Obsada aktorska nawet dobra ,lecz nie ukrywam , że Jason Statham zagrał tam najlepiej. Film po prostu monotonny nic nie daje z siebie. Brak akcji , jedynie początek z Jetem
Li był fajny , a tu pózniej wycięli go z scenariusza lub sam zrezygnował , ale tak czy siak Willis i Schwarzenegger to postacie , które raz są raz ich nie ma , pojawiają się i znikają, jeszcze ten tekst Arnolda : I will back - Jeszcze wrócę . Bruce Willis nawet go zripostował tymi słowami :
Ty ciągle wracasz.
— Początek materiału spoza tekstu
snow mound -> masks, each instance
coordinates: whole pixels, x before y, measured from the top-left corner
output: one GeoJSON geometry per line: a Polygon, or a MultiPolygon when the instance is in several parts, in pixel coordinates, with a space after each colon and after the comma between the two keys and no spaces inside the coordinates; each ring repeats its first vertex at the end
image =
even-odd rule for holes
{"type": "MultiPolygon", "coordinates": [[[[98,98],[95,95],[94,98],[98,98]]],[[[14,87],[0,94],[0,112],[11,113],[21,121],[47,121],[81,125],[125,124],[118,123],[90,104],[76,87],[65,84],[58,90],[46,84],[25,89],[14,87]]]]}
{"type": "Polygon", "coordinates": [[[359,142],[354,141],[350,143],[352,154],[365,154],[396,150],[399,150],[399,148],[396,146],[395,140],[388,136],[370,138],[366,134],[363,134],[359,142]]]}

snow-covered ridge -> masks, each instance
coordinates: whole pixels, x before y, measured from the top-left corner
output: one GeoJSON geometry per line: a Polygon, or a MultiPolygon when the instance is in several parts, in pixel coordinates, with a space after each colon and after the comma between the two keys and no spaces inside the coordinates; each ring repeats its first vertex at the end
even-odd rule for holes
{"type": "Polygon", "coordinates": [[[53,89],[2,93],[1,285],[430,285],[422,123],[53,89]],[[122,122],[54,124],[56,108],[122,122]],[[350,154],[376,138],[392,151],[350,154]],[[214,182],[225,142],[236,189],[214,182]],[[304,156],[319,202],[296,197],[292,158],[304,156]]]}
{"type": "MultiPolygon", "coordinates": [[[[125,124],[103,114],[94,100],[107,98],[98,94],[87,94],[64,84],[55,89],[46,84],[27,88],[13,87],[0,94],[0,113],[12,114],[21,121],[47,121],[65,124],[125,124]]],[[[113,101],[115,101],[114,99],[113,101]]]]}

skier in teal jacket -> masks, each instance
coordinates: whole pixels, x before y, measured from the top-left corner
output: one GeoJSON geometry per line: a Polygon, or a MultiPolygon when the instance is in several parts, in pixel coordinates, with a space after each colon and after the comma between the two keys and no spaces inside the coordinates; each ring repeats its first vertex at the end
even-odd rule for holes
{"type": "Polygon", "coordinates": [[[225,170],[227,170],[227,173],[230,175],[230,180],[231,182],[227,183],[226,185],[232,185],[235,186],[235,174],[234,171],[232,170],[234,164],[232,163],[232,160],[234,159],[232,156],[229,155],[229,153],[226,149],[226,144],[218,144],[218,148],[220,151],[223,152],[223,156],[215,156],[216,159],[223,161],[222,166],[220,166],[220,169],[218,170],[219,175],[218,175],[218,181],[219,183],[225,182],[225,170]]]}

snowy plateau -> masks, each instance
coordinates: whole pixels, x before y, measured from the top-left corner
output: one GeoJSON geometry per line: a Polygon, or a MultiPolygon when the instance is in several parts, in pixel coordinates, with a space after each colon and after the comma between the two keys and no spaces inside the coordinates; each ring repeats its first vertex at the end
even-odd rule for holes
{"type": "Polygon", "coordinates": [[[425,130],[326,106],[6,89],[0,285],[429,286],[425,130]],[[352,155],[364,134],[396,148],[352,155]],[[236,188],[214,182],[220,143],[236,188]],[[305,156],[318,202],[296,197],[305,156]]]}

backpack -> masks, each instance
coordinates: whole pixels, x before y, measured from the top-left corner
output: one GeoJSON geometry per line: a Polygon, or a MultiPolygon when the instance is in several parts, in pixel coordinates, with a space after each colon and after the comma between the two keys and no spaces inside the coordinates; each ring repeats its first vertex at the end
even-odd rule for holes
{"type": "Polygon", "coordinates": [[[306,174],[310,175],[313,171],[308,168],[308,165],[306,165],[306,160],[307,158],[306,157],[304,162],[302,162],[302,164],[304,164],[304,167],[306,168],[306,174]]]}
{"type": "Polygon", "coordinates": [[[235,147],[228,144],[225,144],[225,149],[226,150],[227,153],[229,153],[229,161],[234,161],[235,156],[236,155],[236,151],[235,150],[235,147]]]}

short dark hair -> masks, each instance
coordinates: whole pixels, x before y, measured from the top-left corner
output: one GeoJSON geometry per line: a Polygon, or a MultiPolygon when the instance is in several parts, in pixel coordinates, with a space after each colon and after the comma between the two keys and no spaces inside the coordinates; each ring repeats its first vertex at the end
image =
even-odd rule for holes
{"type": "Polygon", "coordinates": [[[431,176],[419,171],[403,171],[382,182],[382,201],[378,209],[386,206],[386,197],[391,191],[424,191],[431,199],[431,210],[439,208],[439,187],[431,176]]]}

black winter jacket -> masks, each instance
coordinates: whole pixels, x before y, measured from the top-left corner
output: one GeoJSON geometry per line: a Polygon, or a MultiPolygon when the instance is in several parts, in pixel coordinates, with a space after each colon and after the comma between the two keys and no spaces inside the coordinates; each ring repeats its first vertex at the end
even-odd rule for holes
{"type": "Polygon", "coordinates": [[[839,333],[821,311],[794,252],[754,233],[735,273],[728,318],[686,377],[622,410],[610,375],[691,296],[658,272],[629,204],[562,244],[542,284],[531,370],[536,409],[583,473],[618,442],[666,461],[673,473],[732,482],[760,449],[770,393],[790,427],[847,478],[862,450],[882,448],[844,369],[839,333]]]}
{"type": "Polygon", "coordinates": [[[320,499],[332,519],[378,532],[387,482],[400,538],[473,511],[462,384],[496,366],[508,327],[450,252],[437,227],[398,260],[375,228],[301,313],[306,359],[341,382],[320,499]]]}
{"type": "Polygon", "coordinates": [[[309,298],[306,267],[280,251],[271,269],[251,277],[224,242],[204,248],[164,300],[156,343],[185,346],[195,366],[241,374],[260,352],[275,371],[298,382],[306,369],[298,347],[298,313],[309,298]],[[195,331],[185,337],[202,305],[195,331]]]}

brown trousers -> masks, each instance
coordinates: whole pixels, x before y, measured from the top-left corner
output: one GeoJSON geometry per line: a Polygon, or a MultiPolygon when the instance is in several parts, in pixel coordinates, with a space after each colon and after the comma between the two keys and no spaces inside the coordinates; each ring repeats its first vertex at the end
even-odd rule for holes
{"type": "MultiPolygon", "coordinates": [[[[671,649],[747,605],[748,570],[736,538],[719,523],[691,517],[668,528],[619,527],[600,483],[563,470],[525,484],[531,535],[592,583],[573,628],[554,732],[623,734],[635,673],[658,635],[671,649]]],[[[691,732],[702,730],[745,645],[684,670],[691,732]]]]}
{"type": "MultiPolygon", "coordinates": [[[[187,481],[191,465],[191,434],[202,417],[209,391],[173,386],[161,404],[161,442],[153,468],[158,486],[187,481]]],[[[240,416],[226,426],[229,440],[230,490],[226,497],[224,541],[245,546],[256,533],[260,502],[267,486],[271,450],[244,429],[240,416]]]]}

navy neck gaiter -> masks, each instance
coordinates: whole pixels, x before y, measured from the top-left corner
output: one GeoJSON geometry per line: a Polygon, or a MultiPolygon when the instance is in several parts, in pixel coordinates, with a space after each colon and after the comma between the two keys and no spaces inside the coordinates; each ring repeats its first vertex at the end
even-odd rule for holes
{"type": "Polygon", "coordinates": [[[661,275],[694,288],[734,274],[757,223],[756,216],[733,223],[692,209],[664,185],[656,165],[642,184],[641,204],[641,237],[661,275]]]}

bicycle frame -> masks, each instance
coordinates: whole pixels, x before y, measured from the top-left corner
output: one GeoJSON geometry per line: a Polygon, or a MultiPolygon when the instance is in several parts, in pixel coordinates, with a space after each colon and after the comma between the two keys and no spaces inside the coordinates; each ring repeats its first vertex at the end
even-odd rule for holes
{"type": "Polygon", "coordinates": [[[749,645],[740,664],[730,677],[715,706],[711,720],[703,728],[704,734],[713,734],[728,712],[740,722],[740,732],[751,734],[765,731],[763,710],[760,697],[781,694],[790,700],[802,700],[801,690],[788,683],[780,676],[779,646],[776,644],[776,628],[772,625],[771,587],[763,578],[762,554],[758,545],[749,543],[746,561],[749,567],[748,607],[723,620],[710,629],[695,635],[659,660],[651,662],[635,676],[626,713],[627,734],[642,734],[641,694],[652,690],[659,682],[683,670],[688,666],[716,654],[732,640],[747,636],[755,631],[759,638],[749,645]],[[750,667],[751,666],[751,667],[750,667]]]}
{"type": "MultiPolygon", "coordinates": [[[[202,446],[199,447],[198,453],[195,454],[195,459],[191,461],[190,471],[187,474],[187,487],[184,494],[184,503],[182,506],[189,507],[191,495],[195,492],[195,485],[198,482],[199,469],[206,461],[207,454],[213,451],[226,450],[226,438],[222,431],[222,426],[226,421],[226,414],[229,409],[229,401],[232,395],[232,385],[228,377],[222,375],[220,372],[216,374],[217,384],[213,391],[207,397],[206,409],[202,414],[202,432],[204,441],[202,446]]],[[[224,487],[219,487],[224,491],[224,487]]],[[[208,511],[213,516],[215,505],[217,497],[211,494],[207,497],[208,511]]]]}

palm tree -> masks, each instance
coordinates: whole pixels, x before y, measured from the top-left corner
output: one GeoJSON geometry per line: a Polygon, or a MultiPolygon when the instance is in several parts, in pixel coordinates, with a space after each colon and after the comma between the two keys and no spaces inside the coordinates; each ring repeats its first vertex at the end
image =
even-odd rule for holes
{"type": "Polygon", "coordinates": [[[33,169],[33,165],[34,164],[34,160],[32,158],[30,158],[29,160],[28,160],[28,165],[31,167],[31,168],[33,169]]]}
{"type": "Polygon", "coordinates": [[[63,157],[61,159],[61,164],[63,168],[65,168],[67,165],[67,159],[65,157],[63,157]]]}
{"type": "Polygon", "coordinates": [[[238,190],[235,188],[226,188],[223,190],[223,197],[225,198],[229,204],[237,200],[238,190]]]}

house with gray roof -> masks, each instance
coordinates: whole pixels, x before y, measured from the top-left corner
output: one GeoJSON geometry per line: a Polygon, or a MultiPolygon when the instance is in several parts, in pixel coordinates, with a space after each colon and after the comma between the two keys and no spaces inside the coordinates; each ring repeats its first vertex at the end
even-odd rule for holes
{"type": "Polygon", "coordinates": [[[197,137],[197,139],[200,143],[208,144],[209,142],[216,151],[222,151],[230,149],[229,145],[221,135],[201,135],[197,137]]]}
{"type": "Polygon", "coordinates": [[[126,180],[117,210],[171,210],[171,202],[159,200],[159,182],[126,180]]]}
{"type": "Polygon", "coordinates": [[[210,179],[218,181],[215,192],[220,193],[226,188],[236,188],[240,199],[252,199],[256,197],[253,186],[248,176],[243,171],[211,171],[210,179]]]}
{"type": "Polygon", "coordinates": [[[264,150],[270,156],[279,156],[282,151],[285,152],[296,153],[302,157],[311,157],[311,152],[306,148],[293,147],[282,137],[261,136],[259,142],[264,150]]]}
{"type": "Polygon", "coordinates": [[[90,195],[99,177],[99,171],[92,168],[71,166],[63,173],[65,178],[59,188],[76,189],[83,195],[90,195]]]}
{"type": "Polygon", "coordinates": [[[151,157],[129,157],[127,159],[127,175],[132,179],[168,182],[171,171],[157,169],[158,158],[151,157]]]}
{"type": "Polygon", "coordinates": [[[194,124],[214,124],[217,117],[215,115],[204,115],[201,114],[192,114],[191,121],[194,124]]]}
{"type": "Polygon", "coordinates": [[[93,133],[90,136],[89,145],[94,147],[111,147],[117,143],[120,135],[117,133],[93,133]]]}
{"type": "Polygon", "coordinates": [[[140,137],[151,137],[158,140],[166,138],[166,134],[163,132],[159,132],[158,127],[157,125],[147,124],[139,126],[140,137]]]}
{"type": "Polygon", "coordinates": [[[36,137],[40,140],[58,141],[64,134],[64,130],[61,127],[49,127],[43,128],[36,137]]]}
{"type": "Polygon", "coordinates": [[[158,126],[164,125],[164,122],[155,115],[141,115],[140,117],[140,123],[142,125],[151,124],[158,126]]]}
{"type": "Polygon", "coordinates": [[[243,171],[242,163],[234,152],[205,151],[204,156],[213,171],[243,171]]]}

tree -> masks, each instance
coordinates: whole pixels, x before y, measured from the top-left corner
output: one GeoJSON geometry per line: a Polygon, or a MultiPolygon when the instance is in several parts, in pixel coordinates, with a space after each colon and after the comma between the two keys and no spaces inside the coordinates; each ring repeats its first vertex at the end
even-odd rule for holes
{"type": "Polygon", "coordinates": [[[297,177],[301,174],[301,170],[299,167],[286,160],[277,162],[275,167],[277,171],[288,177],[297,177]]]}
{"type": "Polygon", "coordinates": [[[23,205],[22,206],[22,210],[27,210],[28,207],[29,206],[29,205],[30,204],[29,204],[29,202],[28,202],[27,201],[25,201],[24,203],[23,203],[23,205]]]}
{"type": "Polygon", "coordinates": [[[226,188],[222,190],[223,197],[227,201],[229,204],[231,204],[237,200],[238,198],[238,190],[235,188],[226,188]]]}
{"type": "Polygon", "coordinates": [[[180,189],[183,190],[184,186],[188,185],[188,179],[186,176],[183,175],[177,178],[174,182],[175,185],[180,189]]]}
Chuck Norris - temu to dopiero dali rolę . W tej wioseczce wybił wszystkich , potem rozmowa ze Stallone , jakiś czas pózniej wraca w centrum handlowym (lotnisko) i pomaga im. Dlaczego w ogóle on wystąpił w tym filmie , może Chuck miało być . albo go do Titanica nie wepchali to w wioseczce i w centrum handlowym musiał wszystkich uratować., a może święta przyszły a Chuck jest w Polsce po sianko i dostał taką głupią rolę , albo czeka aż choinka ubierze się przed nim. No nic głupotą było dać Van Damme na ich wroga. Jeszcze ta końcowa walka , przecież Stallone nie miał szans z nim , bo to mistrz walki. Mogli dać na czarny charakter Stefana Seagala , który w każdym filmie kogoś rozwala a sam jeszcze nigdy nie dostał dzidy . W każdym filmie jest byłym komandosem lub szefem jakieś jednostki to i w Niezniszczalni 3 mógłby zagrać zły charakter. Co do Stallone to się zawiodłem . Pierwsza część była super. . Motyw śmierci tego Billla the Kida był dobry , gdyż oni się zemścili za jego śmierć. I tu dochodzimy do końca mojej oceny , a zarazem największego plusa filmu czyli Jason Statham jako Lee Christmas. Moim zdaniem najlepsza postać w filmie. Opanowany , a zarazem wybuchowy żołnierz , który umie zadbać o siebie sam i potrafi sam się obronić, choćby walka z napakowanym koleżka Van Damma . Tą postać przez dwie części najbardziej polubiłem. Jason Statham to super aktor i każdy film z jego udziałem to walka , pościgi i szaleństwo (adrenalina 1, 2 , Transporter 1, 2, 3) . Aktor nic dodać i nic ująć. jedyny w swoim rodzaju. Film oceniam 7/10 ze względu na niego. Jeszcze na koniec jeżeli ktoś uważa za akcję wyczyn Chucka Norrisa w wiosce lub walkę Stallone z Van Dame to jego sprawa. O gustach się nie dyskutuje.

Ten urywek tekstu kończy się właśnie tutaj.